Дуня с Глашей особо порталами не интересовались, даже думать не могли, что удастся этим способом передвижения воспользоваться. Общее представление, благодаря урокам Николая Николаевича, имели. От него же слышали, что в планах московского генерал-губернатора имеется строительство порталов грузовых. Посмотрев на карету, Дуня пожалела, что эти планы ещё не осуществились. Она предпочла бы ездить по столице в собственном экипаже.
Когда сели в карету, Платон пожаловался, что у них с выездом беда: коляска разваливается, лошади старые. Смотрел на Дуню при этом так умильно да жалобно, что она не удержалась, призналась в том, что раньше говорить не торопилась. В том, что папенька ей и карету, и коляски со всеми лошадьми тоже отписал. Платон просиял от такой новости, но Дуня ему тут же сказала:
— В столицу экипажи пока посылать не будем. Сначала в имение съездим, в порядок приведём.
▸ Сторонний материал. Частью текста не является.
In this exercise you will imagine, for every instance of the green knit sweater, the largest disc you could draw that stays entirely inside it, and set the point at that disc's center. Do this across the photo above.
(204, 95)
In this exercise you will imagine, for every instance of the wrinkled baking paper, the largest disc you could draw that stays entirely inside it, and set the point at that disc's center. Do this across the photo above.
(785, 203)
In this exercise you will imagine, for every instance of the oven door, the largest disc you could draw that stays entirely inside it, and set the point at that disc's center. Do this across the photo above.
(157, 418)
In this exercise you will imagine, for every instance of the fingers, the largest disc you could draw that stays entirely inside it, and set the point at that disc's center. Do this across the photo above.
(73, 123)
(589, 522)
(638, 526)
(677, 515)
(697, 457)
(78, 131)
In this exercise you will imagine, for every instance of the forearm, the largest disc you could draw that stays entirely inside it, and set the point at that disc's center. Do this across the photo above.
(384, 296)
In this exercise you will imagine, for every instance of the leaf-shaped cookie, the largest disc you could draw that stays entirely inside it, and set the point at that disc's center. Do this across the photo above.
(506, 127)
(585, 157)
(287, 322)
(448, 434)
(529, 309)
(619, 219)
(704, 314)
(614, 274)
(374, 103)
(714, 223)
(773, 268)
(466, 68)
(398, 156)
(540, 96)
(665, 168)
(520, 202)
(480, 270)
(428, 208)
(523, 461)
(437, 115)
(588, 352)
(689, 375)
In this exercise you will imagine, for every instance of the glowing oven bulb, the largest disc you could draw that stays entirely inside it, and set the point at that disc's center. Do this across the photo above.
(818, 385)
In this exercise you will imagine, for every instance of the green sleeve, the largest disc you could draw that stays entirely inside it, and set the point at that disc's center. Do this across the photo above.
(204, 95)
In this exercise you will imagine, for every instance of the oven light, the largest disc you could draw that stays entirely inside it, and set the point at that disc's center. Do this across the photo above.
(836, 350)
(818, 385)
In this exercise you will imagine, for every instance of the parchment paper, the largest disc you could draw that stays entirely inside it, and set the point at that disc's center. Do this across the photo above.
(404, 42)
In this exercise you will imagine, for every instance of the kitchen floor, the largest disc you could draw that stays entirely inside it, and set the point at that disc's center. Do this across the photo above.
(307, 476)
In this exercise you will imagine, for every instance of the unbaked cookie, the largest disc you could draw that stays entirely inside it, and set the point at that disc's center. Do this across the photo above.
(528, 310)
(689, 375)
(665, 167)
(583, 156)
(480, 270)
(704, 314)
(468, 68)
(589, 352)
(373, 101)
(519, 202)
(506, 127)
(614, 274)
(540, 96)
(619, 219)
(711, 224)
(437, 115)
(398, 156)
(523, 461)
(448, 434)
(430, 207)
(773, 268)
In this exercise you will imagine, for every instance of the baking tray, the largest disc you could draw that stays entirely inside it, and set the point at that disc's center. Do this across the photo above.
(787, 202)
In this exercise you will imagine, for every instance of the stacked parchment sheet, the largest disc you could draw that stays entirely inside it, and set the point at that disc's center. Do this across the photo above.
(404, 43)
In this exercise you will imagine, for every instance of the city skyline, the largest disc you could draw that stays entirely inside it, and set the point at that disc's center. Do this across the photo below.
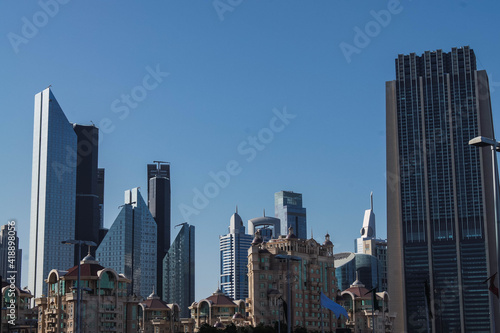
(225, 79)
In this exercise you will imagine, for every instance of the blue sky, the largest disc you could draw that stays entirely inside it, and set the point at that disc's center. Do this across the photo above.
(230, 70)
Платон при этой новости скривился, стал намекать, что именье и подождать может, но Дуня оставалась непреклонна. Как истинная дочь своего отца, считала, поначалу дела делать надобно, а после всё остальное. Не зря в народе говорили: делу время, потехе час. Платон вновь решил на жалость надавить.
— Дуня, — протянул он, — в Императорском Малом у Казасси скоро закрытие сезона, а маменька с тётушками новый их балет не успели посмотреть. Да и в салоны давно не ходили, а ведь скоро многие из высшего света разъедутся на лето.
Дуня с интересом посмотрела на мужа. Только что, сам того не подозревая, он подкинул ей одну очень занятную идею.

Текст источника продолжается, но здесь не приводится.